San Francisco Seeks Stimulus

San Francisco Mayor Gavin Newsom proposed a local economic stimulus plan this week and said his staff is preparing budget cuts to keep the general fund balanced as the economy slows.

Newsom proposed accelerating bond-funded capital programs, such as the city’s $887 million rebuilding of its public hospital and renovations at San Francisco International Airport, increasing efforts to recruit businesses from China, and a new Tourism Improvement District that would raise $27 million a year from hotels to market the city and improve the Moscone Convention Center.

Nadia Sesay, director of the Mayor’s Office of Public Finance, said she and other city staff members are looking at construction projects to determine which can be accelerated to capitalize on recent declines in construction costs and to boost the economy.

“It’s not accelerating debt, it’s actually accelerating spending” of bond proceeds, Michael Cohen, head of the city’s Office of Economic and Workforce Development, told a sceptical Board of Supervisors earlier this week. “The faster we spend that money, the faster we’re creating jobs.”

Sesay said it was still too early to say which of the bond deals might be brought forward. Voters will decide Nov. 4 whether to approve $887 million of general obligation debt to pay for the reconstruction of San Francisco General Hospital. They approved a $185 million parks measure earlier this year that is also a candidate for acceleration.

Meanwhile, the mayor is also working on budget cuts in the face of a projected $250 million deficit next fiscal year and a $70 million-plus gap in the current year’s budget.
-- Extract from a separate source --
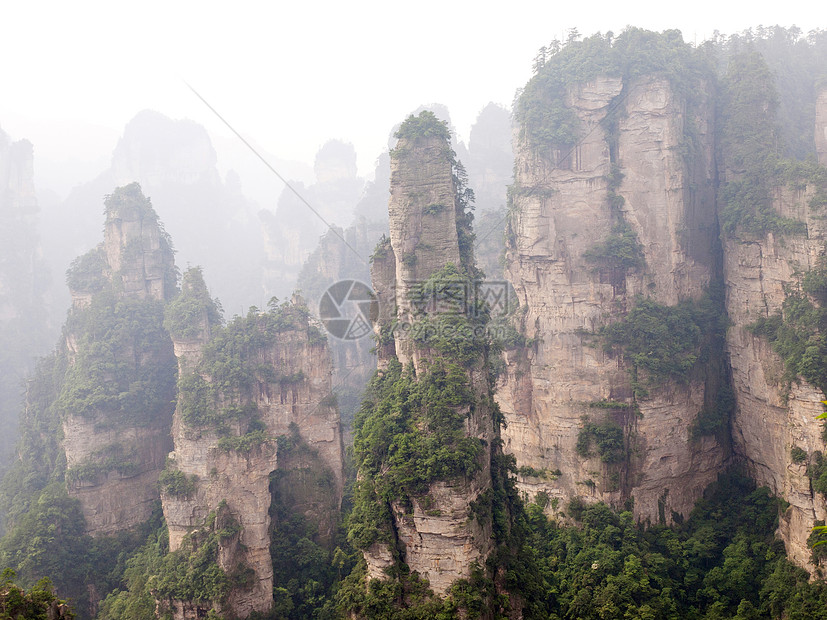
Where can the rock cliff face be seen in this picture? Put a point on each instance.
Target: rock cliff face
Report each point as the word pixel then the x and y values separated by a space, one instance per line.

“We anticipated a slowdown, but we did not anticipate a slowdown of this magnitude,” Newsom said. “The fiscal health of the city remains strong, but the budget needs to be adjusted and we need to make changes immediately.”

San Francisco is California’s fourth-largest city. It passed a balanced fiscal 2008-2009 general fund budget of $3.05 billion in June that has quickly fallen out of balance amid weaker-than-expected sales tax collections and continuing sharp declines in real estate transfer tax collections.